Add a bit of diet coke too. This is an aquired taste, but gets it down quick.


----------



## Coco1988 (Jan 2, 2013)

jaymd_123 said:


> Dont drain the brine - stick it in the blender and drink that fishy goodness :lol
> 
> Are you bulking or cutting? will help get more conclusive answers


im bulking.


----------



## jaymd_123 (Jan 25, 2013)

Get a big bag of tesco nuts/raisins - they're about £1.50 for a decent size bag (250g if I remember) easy and full of good fats.


----------



## jameweights (Mar 17, 2013)

jaymd_123 said:


> Get a big bag of tesco nuts/raisins - they're about £1.50 for a decent size bag (250g if I remember) easy and full of good fats.


Quite a lot of omega 6 though!

So if you are gonna eat nuts (except for macadamias) you will need to supplement with omega 3 aswell.


----------



## ryanryan (Jun 2, 2012)

dt36 said:


> Add a bit of diet coke too.
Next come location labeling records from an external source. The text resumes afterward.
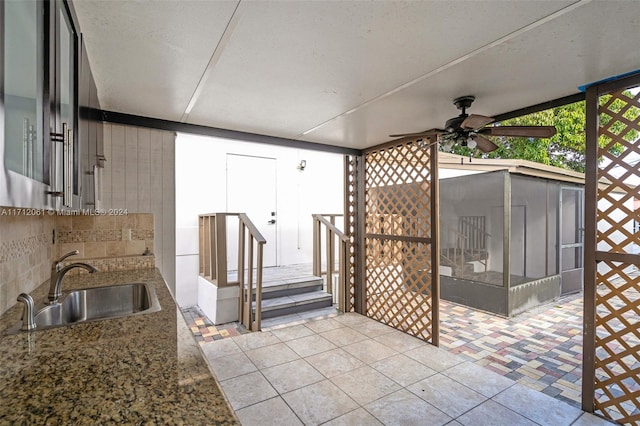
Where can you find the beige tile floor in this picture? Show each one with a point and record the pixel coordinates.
(351, 370)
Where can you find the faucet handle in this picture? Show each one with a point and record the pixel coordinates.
(71, 253)
(28, 321)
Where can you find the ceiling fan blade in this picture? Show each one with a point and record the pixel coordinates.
(430, 132)
(484, 144)
(522, 131)
(475, 121)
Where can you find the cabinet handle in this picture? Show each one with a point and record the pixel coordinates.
(67, 164)
(56, 140)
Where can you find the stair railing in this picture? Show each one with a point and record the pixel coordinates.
(213, 261)
(470, 243)
(332, 233)
(248, 237)
(455, 254)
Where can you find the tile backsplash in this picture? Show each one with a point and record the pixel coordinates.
(29, 245)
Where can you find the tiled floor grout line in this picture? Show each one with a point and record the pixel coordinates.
(332, 379)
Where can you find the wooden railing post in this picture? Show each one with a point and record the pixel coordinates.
(219, 249)
(332, 232)
(330, 259)
(317, 247)
(258, 318)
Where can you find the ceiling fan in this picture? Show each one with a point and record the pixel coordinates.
(469, 129)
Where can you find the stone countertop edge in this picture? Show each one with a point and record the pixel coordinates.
(142, 369)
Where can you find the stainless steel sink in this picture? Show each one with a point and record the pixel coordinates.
(97, 303)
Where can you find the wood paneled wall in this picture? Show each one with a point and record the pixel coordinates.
(139, 176)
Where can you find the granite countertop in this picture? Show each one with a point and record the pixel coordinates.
(143, 369)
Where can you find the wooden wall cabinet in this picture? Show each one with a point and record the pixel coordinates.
(42, 140)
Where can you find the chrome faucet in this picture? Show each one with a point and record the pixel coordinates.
(58, 272)
(28, 313)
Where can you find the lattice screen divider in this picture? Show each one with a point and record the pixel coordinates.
(401, 238)
(611, 380)
(351, 166)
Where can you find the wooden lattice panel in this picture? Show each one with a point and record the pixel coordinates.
(351, 209)
(620, 128)
(617, 360)
(617, 307)
(399, 255)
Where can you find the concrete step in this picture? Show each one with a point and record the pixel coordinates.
(291, 286)
(291, 304)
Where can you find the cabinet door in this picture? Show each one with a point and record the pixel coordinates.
(22, 88)
(64, 118)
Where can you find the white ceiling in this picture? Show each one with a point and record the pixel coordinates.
(348, 73)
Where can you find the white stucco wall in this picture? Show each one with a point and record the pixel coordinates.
(201, 188)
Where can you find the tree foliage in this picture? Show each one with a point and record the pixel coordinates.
(567, 148)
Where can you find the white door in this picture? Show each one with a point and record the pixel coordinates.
(251, 189)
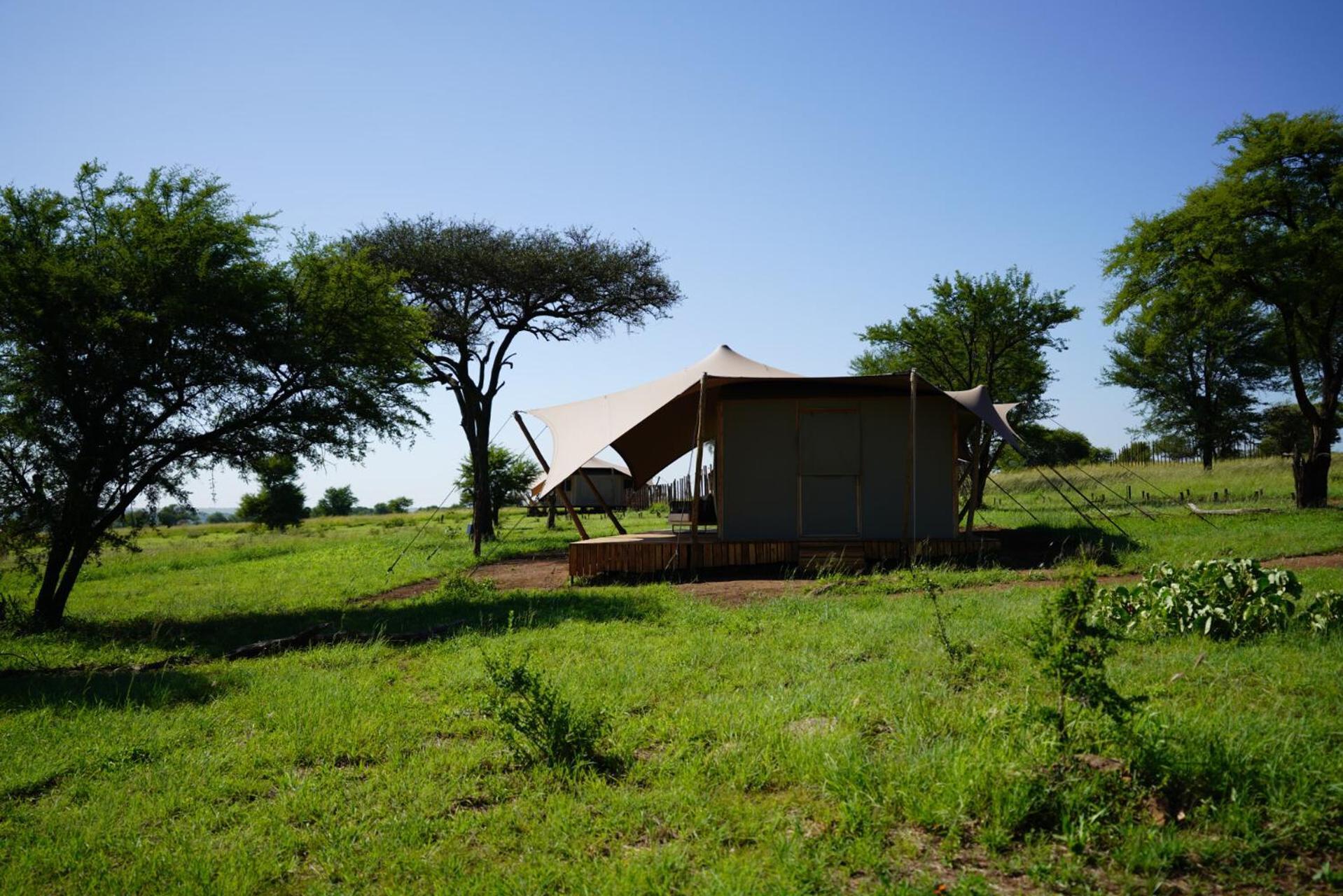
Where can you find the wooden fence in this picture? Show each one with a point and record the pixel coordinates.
(1176, 451)
(676, 492)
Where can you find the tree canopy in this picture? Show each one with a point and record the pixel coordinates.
(146, 335)
(336, 501)
(990, 331)
(1267, 232)
(279, 503)
(485, 286)
(1195, 367)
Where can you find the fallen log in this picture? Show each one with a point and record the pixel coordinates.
(320, 634)
(309, 637)
(1228, 512)
(304, 638)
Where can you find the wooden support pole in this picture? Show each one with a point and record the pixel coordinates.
(601, 500)
(910, 463)
(975, 485)
(545, 468)
(699, 465)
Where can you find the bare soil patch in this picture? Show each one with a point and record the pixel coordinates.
(551, 573)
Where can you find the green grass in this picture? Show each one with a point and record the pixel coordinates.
(814, 743)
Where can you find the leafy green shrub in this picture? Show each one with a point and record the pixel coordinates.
(1223, 599)
(539, 723)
This is an aquired taste, but gets it down quick.


If you two are serious, yous are not right in the head!

Drinking Tuna, f*ck me!


----------



## dt36 (Jun 3, 2005)

ryanryan said:


> If you two are serious, yous are not right in the head!
> 
> Drinking Tuna, f*ck me!


Ha ha. It's rank mate, but it gets down your neck quick and it fills you up. :tongue:

I also stick tuna in a tin of Heiz Big Soup and throw it in the Ding. Make sure you cover it, but leave an air gap. If it pops, it's really hard to clean.


----------